New York judge declares NYC non-citizen voting law unconstitutional

by mcardinal

Willie R. Tubbs, FISM News


A judge in New York has ruled that only citizens of New York City should be allowed to vote in city-wide elections.

On Monday, Judge Ralph Porzio of the New York State Unified Court System found that New York City’s “Our City, Our Vote” law, passed by the city council last December and almost immediately challenged by Republicans, diluted the voting power of citizens by opening the mayor’s race – as well as races for public advocate, borough president, and council positions – to votes from non-citizens.

“The New York State Constitution explicitly lays the foundation for ascertaining that only proper citizens retain the right to voter privileges,” Porzio wrote. “It is this court’s belief that by not expressly including noncitizens in the New York State Constitution, it was the intent of the framers for noncitizens to be omitted.”

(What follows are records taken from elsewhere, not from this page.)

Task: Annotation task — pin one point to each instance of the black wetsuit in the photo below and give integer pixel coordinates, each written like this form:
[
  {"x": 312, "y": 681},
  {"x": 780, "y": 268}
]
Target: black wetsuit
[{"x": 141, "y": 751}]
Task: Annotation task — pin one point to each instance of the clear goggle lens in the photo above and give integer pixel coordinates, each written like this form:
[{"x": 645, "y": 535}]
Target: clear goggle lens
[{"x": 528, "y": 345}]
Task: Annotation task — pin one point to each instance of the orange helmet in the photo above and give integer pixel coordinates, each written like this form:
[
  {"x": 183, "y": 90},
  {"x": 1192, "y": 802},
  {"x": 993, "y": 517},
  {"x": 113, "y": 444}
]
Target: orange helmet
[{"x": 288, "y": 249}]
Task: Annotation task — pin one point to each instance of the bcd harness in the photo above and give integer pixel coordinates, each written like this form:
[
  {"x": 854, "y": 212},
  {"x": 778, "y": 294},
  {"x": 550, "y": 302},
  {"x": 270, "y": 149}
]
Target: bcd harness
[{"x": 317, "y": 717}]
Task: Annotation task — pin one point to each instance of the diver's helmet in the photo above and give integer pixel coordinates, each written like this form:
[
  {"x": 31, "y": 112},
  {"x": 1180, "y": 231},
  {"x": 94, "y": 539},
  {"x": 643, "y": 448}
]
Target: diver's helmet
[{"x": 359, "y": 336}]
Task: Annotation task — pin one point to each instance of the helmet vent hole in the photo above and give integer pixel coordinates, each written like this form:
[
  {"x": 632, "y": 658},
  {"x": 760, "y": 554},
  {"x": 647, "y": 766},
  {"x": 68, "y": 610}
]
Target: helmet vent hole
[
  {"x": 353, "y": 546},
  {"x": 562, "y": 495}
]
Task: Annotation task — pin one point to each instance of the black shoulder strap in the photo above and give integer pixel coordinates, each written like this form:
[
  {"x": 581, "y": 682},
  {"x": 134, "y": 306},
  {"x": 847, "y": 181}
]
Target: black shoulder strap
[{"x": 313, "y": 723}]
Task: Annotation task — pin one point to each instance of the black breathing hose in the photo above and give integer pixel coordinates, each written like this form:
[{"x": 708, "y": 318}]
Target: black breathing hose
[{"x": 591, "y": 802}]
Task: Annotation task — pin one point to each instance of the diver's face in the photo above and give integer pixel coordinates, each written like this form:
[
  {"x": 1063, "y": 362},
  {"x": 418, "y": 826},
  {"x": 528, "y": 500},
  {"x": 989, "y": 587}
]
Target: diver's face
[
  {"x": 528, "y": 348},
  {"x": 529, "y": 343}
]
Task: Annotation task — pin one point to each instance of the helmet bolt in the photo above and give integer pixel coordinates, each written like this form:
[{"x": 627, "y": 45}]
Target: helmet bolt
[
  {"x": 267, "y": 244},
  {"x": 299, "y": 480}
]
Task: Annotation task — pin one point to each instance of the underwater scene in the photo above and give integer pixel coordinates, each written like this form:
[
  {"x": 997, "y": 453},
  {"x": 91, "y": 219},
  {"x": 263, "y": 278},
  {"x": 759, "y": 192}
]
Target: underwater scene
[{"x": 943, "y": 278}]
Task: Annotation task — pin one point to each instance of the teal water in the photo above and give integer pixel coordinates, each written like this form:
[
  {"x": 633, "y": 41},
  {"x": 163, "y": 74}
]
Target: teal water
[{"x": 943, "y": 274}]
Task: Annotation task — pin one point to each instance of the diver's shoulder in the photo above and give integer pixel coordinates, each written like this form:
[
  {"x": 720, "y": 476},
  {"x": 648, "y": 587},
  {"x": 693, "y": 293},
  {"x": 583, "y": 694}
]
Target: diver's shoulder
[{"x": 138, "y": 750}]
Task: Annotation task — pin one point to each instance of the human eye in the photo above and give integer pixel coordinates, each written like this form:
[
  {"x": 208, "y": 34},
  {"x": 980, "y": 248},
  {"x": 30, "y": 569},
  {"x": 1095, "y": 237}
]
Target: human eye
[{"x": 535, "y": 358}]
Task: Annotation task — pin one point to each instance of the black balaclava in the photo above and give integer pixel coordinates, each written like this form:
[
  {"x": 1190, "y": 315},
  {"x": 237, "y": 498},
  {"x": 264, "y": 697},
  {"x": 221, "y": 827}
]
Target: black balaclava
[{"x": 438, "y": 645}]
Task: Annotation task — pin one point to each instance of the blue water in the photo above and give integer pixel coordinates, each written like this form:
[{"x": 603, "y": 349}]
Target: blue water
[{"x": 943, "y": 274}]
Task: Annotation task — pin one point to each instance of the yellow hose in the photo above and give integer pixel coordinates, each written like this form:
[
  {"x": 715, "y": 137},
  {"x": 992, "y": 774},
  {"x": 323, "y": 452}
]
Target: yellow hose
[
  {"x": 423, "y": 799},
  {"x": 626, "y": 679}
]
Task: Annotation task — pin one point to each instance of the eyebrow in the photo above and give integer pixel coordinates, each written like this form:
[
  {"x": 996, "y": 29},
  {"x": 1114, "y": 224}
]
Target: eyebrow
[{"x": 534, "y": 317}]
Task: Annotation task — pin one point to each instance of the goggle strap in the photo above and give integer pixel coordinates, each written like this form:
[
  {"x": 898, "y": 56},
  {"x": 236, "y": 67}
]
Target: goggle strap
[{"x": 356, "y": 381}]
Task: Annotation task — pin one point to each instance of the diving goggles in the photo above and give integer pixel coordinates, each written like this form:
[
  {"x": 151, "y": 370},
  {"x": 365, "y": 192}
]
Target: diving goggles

Porzio added, “Though voting is a right so many citizens take for granted, the City of New York cannot ‘obviate’ the restrictions imposed by the Constitution.”

Following the ruling, statements from partisans indicated neither group had budged from their stance on the issue.  

“By providing city residents with a voice in their local government representation, we provide them with an equal stake in the long-term success of our city,” Council Speaker Adrienne Adams and Councilwoman Shahana Hanif said in a joint statement. “Now more than ever, when our rights are being threatened, we need more civic and community engagement, not less.”

State Assemblyman Michael Tannousis, a Republican representing parts of Staten Island and Brooklyn and a plaintiff in the case, said the law cheapened the concept of citizenship.

“As the son of immigrants that came to this country legally and worked tirelessly to become citizens, I consider voting to be a sacred right bestowed on American citizens,” Tannousis tweeted.

In a separate statement, he added, “The idea that a person can move to New York City and register to vote after 30 days is preposterous and ripe for fraud.”

Councilman Joe Borelli, another conservative, put it more bluntly.

“Today’s decision validates those of us who can read the plain English words of our state constitutions and state statutes,” Borelli said in a statement shared on Twitter, “non-citizen voting in New York is illegal, and shame on those who thought they could skirt the law for political gains.”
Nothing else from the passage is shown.